Эврар молчал, угрюмо глядя на нее, а герцог Ренье положил руку на поводья ее лошади.
– Если я пообещал вам, что привезу вас в Руан присутствовать на венчании Роллона, это еще не означает, что я допущу вашу с ним встречу.
В голосе его была непреклонная решимость. Он велел Эмме поглубже натянуть на глаза капюшон, дабы не быть узнанной, и вести себя скромно, если она не желает, чтобы он отдал приказ своим людям повернуть назад.
Эмма едва не застонала от отчаяния. Быть так близко к Ролло и не иметь возможности встретиться с ним. А Ренье, несмотря на всю его учтивость, был не похож на человека, который позволит обвести себя вокруг пальца. И все же ей надо было что-то придумать, как-то освободиться из-под его надзора. О, Боже, она видела вокруг столько знакомых лиц, но ни одного сколь-нибудь значимого соратника Ролло, к какому могла бы кинуться с просьбой освободить ее от эскорта жениха.
Они ехали узенькой улочкой меж домами, украшенными по случаю первого христианского торжества множеством венков из плюща и вечнозеленого остролиста с алыми ягодами. Гирлянды остролиста были развешаны и на веревках, протянутых через улицу от дома к дому. Вокруг бурлила толпа, слышалась разноязычная речь съехавшихся на торжество гостей.

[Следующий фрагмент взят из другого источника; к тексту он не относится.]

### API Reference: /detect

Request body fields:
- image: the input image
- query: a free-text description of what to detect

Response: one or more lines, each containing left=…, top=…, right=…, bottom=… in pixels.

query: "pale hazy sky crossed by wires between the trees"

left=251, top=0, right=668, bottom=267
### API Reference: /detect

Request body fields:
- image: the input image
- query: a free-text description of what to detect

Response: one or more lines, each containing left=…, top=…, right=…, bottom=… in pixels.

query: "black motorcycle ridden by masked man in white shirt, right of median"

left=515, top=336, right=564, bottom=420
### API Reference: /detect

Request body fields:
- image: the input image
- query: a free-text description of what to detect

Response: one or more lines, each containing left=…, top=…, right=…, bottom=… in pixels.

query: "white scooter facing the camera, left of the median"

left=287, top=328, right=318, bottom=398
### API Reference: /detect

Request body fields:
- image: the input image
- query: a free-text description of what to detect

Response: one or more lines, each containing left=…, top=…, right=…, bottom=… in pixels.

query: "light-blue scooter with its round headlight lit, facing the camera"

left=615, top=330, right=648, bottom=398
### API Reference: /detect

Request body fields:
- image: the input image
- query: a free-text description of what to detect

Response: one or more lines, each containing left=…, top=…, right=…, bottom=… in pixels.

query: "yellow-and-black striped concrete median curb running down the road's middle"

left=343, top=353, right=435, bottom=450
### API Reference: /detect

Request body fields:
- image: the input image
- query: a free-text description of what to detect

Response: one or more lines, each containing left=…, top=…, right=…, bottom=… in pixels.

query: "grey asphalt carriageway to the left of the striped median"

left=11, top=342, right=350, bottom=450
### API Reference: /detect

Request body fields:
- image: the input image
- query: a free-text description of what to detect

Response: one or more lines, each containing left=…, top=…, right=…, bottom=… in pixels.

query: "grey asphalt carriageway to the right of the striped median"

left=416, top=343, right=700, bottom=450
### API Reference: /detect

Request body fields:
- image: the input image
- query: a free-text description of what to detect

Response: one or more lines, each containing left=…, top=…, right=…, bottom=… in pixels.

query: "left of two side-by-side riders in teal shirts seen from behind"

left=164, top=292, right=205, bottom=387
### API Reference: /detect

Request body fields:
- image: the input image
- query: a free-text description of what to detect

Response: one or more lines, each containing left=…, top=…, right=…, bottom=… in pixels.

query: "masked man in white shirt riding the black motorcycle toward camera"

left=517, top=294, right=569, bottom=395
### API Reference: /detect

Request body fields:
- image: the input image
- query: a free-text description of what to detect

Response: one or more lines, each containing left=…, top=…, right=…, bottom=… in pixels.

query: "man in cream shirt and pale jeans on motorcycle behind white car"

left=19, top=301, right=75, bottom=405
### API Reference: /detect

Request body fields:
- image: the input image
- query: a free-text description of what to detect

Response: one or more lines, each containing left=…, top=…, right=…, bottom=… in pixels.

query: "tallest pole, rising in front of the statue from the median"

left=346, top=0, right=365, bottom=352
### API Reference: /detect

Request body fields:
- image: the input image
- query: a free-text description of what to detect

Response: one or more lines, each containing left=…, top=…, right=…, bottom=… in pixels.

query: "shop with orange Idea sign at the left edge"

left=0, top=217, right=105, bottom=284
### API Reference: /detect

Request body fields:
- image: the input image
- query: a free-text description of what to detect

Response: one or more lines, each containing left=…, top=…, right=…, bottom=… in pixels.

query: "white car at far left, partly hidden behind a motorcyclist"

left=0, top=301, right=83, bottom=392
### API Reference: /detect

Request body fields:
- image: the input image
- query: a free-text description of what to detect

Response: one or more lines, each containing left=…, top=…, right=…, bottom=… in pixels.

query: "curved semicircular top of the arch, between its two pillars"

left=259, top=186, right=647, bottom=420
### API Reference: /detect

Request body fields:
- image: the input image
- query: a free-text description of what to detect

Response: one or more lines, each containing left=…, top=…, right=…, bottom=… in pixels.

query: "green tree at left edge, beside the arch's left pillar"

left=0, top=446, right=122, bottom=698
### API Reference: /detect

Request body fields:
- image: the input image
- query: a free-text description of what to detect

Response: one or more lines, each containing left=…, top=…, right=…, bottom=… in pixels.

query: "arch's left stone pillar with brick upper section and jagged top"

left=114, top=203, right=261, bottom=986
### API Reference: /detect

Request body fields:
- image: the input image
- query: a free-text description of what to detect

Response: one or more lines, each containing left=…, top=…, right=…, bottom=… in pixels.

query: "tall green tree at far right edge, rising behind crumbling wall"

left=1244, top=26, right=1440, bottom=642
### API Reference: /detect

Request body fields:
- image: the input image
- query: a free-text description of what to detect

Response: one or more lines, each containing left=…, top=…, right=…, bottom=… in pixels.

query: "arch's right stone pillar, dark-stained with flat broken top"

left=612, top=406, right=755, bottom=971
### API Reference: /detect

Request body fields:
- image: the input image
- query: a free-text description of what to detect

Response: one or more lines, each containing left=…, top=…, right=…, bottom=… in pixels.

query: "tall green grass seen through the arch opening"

Они приветливо разговаривали с норманнами, а те дружески угощали их вином из высоких рогов, пили за свадьбу правителя и за рождение Бога христиан, которого они готовы почитать, если его признал и их правитель.
Постоялые дворы были заполнены до отказа. Им пришлось миновать несколько из них, пока тугой кошель Ренье не открыл им двери в дом одного зажиточного руанца, где они остановились на постой.
– Обряд крещения и венчание произойдут после полудня, – сообщил Эмме Ренье. – А до этого мы передохнем здесь.
Ее проводили в маленькую комнатушку в мансарде. Эврар Меченый остался сторожить под дверью.
«Плохо же они меня знают», – сердито подумала Эмма. Она открыла маленькое одностворчатое окошко. За домом располагался небольшой хозяйственный двор, огражденный стеной. Почти к стене дома примыкала покатая тростниковая кровля сарая. Недолго думая, Эмма пролезла в окно и спрыгнула вниз. Кровля оказалась ветхой, и Эмма тотчас провалилась вниз, ударившись о что-то теплое и мягкое, сползла на подстилку из соломы. Рядом раздался испуганный женский возглас, замычала, переминаясь с ноги на ногу, большая пегая корова. Эмма поспешила встать, опрокинув подойник с молоком. Через загородку увидела прижавшуюся к стене девушку-служанку. Та собиралась вновь завопить, когда Эмма кинулась к ней, зажала ладонью рот.
– Тише, голубушка, тише.
Чувствуя, что служанка успокаивается, Эмма отпустила ее. Та выглядела удивленной.
– Госпожа Эмма?
Эмма не удивилась, что та ее узнала. Мало кто не знал ее в Руане. Она оправила плащ, накинула капюшон.
– Я вижу, ты меня знаешь.
– Знаю. Но всем известно, что вы навсегда уехали и Роллон отказался от вас.